Runners hit the road for a cause at BMO Vancouver Marathon
Family and friends inspire athletes pounding through the 26-mile course downtown.
They came with runners on their feet, water bottles in hand and a sense of purpose in their heart.
At 6 a.m. on Sunday, thousands of athletes gathered at Concord Place for the 41st annual BMO Vancouver Marathon. While many were avid runners looking to best their personal time, some were simply here to run for loved ones or to raise awareness for a global cause.
Lee Turner, a trim-looking runner, proudly shows off three badges on her jacket and T-shirt.
"This one is my sister -- she'd been missing to me for the last 45 years, and found me two years ago," she says, pointing to the left badge. "The other is my best friend, who's 77. She's supposed to be here, but she's going blind." The badge in the centre is her grandmother.
"I'm running for these people today," she beams.
The BMO Marathon will be her last race before Turner goes for knee surgery. She wears sturdy braces -- custom made, $1520 each, she says -- which will hopefully allow her to run the race "pain free".
Turner says that after 27 years of avid running, her knees have been worn down to the point that there is almost no cartilege left. Still, thanks to her running coach, Rainy Kent, she says she's been able to work around her limitations and take on the half-marathon today.

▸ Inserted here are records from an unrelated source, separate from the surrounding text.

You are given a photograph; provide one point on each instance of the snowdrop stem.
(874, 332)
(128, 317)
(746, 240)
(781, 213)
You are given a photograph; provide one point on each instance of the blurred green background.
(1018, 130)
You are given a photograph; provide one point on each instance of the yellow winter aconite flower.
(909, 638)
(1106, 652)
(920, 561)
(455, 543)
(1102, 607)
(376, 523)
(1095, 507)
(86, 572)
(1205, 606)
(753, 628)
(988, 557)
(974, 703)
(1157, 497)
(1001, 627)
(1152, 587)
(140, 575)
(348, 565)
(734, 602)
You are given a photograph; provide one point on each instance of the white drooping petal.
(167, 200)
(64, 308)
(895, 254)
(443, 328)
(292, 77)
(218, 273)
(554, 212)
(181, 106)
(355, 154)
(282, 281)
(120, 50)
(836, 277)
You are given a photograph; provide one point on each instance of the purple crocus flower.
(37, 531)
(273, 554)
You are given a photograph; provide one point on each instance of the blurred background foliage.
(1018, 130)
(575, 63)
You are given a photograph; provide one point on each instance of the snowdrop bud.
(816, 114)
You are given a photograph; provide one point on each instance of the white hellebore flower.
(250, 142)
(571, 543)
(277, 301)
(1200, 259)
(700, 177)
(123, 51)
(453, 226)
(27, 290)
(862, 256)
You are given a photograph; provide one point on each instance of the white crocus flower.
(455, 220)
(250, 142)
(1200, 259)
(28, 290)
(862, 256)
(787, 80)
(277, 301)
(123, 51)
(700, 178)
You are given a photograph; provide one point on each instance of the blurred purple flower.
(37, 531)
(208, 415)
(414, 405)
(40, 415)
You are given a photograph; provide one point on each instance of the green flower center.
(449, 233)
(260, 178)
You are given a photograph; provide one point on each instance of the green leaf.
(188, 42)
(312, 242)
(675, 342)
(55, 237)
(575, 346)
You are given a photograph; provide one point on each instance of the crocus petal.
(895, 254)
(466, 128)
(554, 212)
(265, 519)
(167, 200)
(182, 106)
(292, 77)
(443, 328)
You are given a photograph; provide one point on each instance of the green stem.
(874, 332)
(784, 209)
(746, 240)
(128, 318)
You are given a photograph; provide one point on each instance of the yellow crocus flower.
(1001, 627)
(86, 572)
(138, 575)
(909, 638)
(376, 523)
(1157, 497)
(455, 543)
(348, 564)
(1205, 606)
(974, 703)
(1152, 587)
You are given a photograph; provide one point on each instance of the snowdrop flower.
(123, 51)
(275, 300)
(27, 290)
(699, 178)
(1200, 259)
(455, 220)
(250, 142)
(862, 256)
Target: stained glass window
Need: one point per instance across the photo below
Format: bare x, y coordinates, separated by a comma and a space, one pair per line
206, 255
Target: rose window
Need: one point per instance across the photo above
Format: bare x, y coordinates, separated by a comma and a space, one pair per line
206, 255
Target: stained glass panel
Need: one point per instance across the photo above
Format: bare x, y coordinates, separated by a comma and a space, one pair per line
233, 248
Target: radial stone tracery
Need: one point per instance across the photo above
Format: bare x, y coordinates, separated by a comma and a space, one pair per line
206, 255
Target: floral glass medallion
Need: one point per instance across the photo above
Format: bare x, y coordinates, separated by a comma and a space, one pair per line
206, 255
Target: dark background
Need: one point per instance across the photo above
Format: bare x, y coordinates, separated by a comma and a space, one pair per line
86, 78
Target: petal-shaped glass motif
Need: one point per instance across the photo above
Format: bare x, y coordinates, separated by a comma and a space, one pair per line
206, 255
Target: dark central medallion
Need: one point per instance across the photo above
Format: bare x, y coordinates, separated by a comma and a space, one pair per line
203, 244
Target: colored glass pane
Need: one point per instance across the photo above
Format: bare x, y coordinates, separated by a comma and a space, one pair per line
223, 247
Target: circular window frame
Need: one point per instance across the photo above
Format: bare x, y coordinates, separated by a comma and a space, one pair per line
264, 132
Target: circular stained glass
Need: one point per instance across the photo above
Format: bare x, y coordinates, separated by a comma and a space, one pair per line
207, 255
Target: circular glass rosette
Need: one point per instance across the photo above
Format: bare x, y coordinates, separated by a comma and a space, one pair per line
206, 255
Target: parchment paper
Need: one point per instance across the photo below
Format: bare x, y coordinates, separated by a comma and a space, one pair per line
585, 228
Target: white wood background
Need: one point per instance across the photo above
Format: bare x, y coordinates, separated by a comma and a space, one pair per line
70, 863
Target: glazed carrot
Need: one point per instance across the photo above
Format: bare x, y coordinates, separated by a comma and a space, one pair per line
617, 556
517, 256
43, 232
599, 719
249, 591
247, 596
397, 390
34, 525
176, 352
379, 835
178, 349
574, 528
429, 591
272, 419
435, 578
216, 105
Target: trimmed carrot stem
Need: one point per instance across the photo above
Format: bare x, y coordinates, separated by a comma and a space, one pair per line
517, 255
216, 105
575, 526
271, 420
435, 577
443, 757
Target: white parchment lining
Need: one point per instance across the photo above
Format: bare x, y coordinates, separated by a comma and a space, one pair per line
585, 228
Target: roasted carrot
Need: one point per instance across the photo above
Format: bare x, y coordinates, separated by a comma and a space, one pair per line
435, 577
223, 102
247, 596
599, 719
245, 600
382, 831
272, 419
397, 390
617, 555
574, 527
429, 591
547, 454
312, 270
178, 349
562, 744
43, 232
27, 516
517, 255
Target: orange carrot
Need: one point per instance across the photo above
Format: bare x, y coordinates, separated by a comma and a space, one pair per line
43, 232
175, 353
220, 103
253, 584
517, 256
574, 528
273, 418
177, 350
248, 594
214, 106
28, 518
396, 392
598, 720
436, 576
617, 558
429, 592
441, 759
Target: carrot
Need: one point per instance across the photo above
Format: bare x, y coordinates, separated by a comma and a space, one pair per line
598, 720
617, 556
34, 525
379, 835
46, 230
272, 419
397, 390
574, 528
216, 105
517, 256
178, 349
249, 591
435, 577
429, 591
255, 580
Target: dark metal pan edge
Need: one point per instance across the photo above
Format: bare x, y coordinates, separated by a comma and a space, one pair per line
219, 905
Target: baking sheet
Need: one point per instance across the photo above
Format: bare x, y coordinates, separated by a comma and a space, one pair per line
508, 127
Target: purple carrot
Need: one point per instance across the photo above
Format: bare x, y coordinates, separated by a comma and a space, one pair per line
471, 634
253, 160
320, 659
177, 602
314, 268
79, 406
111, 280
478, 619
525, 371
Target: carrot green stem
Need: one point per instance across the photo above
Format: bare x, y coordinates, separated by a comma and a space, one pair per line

Ryan Stewart, a young runner who is running the marathon for the first time, says he decided to run to raise money for Marathon of Giving, an initiative by international activist group Free the Children.
"I'm running to raise money to build schools in Africa," he smiles, adding that his friend had encouraged him to take part in the event.
For two runners from out of town, Lara and Victoria, the race was a chance to revive memories as friends and running partners. "We used to run together in Vancouver, but we're now living in different cities, so this was a good chance to get together," said Lara, who is now living in Victoria.
"We used to run along False Creek, so this is old stomping grounds for us," she laughed.
On the way to the starting line, one young woman in a decorated shirt weaved through the crowd. She said she was running for the memory of her late husband, who passed away from leukemia last year.
As the race kicked off at 7 a.m., the runners streamed through the streets amid loud pump-up songs, including "Born This Way" by Lady Gaga.
Some walked, while others ran at a quick pace, but many runners here this morning seemed to run for a cause greater than themselves.